I’d like to spend the last few minutes explaining how you can build your soothing circle. I’ve taken some ideas from a really lovely website of things you can do to soothe yourself using all the senses. It might be things like low lighting or candles; it might be using sound like sounds of nature; it might be touch through a soft blanket or a warm bath; or smell like aromatherapy or taste. There are lots of different ways you can soothe yourself and you need to try these things to see what works for you. Staying connected with other people is really important and much more difficult this year. Think about the ways you can stay connected. It might be telephone or video or writing letters or emails. And some people have been creating special socially distanced greetings so when they see people and they can’t hug them, what can they do instead. For some people it may be placing their hands on their hearts as a greeting; or if you have good balance it may be toe bump. Or it may be learning the British Sign Language sign for love. Children are very good at soothing so it’s worth thinking back to what you used to do as a child. What did you do to make you feel calm? Was it spending time with nature, was it music, was it art? Did you do jigsaws or reading? Also think about how you speak to yourself. We can often be critical of ourselves and that pushes us into threat. So when we talk harshly to ourselves we can trigger or activate our threat circle. It’s helpful to think about how you talk to friends and encourage them to make them feel calm and then use the same voice on yourself. So if there was a disaster this Christmas and you burnt the turkey, instead of telling yourself that you’re useless or worthless and you’ve ruined Christmas, maybe think about what you would say to someone you loved ie that it didn’t matter, that it would be okay and Christmas dinner would be fine. And that will help to avoid increasing your threat circle.
For my final thoughts. This winter may be harder than normal and there may be many things that will activate your threat and drive systems. Feeling distressed is understandable and it’s OK not to be OK.
Think about your Christmas tree. What colour are your lights? Is there more red lights (threat) or blue lights (drive) and what can you do to increase the number of green lights (drive) to help you cope better?
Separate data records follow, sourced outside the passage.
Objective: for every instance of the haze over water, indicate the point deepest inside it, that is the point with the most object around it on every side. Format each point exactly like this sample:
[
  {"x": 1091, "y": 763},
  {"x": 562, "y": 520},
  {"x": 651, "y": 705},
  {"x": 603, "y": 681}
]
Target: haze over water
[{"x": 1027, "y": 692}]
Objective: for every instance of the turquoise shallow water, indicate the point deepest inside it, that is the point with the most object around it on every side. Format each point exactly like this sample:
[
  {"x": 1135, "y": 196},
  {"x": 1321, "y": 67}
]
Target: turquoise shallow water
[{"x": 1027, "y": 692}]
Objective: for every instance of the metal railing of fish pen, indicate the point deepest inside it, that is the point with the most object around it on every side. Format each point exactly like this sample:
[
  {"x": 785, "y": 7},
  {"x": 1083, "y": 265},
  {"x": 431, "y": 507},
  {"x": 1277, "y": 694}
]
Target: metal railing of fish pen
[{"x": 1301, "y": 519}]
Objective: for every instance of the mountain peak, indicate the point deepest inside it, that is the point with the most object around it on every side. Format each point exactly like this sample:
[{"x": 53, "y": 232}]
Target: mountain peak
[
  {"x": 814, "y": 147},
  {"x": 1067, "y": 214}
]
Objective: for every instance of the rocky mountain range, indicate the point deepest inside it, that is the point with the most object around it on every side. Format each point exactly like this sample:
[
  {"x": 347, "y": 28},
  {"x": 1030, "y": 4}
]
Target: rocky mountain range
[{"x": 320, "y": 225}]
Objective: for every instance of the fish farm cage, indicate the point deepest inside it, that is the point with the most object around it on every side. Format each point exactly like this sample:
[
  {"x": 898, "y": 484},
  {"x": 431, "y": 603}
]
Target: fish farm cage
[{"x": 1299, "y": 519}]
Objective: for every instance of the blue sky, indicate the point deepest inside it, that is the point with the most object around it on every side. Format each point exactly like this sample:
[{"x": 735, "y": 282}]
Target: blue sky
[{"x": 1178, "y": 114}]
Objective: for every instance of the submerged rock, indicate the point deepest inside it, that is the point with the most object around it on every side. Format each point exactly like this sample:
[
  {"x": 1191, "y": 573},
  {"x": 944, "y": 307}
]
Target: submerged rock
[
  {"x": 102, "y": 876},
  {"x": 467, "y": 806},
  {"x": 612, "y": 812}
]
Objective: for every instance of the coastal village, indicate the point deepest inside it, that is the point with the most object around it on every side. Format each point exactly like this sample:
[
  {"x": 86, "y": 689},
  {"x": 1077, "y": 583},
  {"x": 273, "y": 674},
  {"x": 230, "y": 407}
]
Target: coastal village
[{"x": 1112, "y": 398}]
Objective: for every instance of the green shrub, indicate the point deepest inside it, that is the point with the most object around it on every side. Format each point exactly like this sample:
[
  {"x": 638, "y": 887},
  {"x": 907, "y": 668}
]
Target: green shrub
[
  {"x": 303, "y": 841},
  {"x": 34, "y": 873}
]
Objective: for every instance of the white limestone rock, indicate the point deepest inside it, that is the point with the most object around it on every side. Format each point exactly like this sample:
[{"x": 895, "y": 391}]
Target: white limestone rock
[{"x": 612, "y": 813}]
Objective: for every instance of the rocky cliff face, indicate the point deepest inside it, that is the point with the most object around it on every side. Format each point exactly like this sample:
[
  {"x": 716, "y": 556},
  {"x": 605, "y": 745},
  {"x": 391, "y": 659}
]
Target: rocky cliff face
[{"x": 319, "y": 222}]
Question: Any tops tips for someone who is finding things overwhelming?
Answer: Lots of people are feeling overwhelmed at the moment. It’s a common thing and the things we do to recharge our batteries we can’t do at the moment. The things we do to look after ourselves like spending time with families and friends just aren’t available to us. So it’s understandable to feel overwhelmed so think about some of the things you can do to soothe yourself and look after yourself. You can talk to family and friends to let them know how you are feeling or if you’re really struggling, talk to your renal team to see what help and support they can give you. There will be links to websites put out after this event from Cardiff and Vale Board that people can visit to find support for their psychological well-being."